Sampling, probability and non-probability
January 20, 2014
Evaluating the significance of a survey used to be fairly straightforward – for any truly random sample, there is a well-defined margin of error which allows a critical reader to judge how valid any inferences are.
So for a survey of 1,000 respondents, the margin of error is around 3% at the 95% confidence level (this last figures indicates there is only a 5% probability that the findings were the result of chance). If a news story says Ed Miliband is leading David Cameron by 42% to 37% in the polls, we know this falls within the stated margin of error, since Ed Miliband’s true position may be 39% (42% – 3%) and David Cameron’s may be 40% (37% + 3%).
The difficulty from the pollster’s point of view is that creating a truly random sample is costly and time-consuming. So recently, non-probability sampling has enjoyed favour, particularly in the US and now increasingly in the UK.

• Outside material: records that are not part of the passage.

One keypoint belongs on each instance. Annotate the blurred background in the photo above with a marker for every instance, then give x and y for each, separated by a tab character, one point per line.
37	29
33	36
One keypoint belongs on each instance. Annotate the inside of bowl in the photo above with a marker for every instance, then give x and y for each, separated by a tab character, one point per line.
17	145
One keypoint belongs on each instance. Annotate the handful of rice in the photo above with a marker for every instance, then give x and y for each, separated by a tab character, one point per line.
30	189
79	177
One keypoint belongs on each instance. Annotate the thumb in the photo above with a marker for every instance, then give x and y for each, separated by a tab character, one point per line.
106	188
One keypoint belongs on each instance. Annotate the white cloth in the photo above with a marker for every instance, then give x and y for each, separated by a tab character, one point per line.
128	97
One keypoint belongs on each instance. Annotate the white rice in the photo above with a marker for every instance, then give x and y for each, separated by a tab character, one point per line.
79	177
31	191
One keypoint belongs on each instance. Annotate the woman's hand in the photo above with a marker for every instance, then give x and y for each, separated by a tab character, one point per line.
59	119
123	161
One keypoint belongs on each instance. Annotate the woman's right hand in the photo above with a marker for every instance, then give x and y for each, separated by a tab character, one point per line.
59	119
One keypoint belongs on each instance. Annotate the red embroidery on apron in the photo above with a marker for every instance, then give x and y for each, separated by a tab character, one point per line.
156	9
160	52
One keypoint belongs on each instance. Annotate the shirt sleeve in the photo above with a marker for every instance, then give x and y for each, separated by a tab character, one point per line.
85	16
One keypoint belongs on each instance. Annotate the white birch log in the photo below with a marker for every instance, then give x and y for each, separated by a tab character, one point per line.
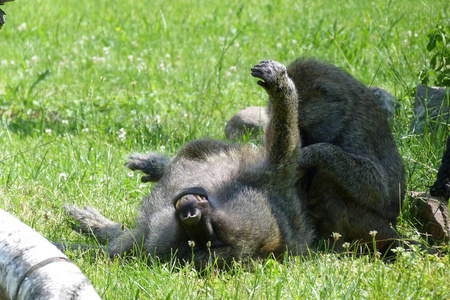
32	268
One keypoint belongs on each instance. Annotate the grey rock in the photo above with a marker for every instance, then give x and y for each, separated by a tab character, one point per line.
431	106
387	101
249	121
434	216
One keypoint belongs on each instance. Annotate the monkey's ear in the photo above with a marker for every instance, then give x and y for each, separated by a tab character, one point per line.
152	164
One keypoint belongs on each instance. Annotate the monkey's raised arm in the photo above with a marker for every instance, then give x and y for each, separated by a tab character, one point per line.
282	139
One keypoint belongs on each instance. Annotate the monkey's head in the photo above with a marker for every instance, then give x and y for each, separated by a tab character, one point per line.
215	201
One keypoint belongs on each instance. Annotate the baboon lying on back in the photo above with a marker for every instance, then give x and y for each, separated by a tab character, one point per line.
329	164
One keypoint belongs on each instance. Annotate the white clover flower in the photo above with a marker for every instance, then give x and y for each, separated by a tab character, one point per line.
335	236
122	135
22	27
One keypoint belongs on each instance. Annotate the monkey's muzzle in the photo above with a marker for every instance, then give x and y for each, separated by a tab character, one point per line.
189	208
194	213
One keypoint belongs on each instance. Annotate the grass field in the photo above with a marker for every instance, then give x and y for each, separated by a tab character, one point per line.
85	83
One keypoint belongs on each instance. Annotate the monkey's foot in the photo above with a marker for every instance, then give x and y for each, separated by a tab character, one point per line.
90	222
152	164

Non-probability sampling covers a range of methods, from opt-in panels and clinical trials, to case-control studies and intercept surveys, as a recent report from the American Association for Public Opinion Research (AAPOR) makes clear.
The AAPOR accepts that non-probability samples have performed well in electoral polling but cautions that “evidence of their accuracy is less clear in other domains”.
Because non-probability sampling is a collection of methods rather than a single all-encompassing framework, it is a complex matter to explain to readers how reliable the results are. The theoretical considerations and real-world performance of the various methods vary considerably.
Hence transparency, notes the AAPOR, is ‘essential’ – “there is a higher burden … to describe the methods used to draw the sample, collect the data and make inference.” This doesn’t happen often enough, they say, and the reader is confronted with a ‘black box methodology’.
The problem is that without awareness of the appropriateness of modelling assumptions made by the pollsters, the reader is not in a position to evaluate the poll results. There is no uncomplicated analogue of the ‘margin of error’ figure given for probabalistic samples.
In its conclusions, the AAPOR calls for more theoretical work to be done, followed by empirical evaluation.
Until then, readers will be justified in reserving judgement on news stories based on non-probabalistic sampling without fuller explanations of the methods and assumptions used.